Grandma was already weaving when I got back. She was listening to KTNN, an AM radio station that broadcasted in the Navajo language, and played Navajo tribal music and Native American Church (NAC) music. She didn’t look up once she started—only took breaks to drink coffee, or when she made a mistake. Selling rugs was how she provided for us. She had Supplemental Security Income checks but she saved most of the money so that she could get me a truck of my own when I finished high school the next year. It made her sad, but I reassured her that I wasn’t leaving.
Later that day, I left in a hurry to bring back the sheep. I liked being alone and away from the static NAC and country music that played on the radio. I liked being under a tree somewhere reading books. I liked standing at the edge of the red mesa, as the wind blew through me. I felt alive. like I could fly. Even for just a moment, it felt like I was going somewhere.
And sometimes I thought of her. When I thought about her, my mother, it wasn’t fun-loving memories; though I wish she was here to create new ones. Except I had this game where I made them up so it felt like I actually had a mom. Sometimes I hated thinking of her. Yet her nonexistent memory clings on to me as if she can’t let go. She was the one who left. She left me in this place. In this heat.
If only grandma knew the real reason why I was so eager to bring back the sheep. To be alone out here, rather than spend time with her in the hogan while she sang along to the radio. It was something I knew she wouldn’t understand. She was the one who told my mom to let me stay. She told her she could raise me. To be the mom her daughter could never be. And willingly my mom left. Without a trace, she left in the middle of the night.

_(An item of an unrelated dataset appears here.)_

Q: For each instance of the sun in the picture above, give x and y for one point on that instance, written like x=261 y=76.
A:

Grandma told me this years later. I knew it made her sad so I never brought it up again. It was like this unspoken secret we kept between each other. Something to think about when we were alone.
I did everything I could to make my grandma happy. Because I felt like I owed her. To be the person she wants me to be. The grandson she’s been raising since the age of two.
But today felt like it was time. Time to move on. To live a life I was meant to have. There, at the bottom of this red mesa, in the hogan I was raised in.
I stood at the edge of the mesa for what seemed like the last time. Hoping the wind would cool me off from the blistering heat. I was wrong. Even the wind was just as hot today. I cursed at it. I told the wind to be better or not be wind at all. I yelled. My echo traveled, making it feel like I wasn’t alone.
I fell to my knees and clenched my hands into the red sand. Begging our Creator to forgive my hatred thoughts. “Take this pain away,” I told him. I closed my eyes, listening to the wind whisper in my ears that it was going to be ok.
Then there she was at the bottom of the mesa, calling to me. My grandma was bringing me water and snacks for my travels to bring home the sheep.
I kissed her goodbye and she patted my head. I looked back once more. Remembering her face. Every line and crinkle in her beautiful face.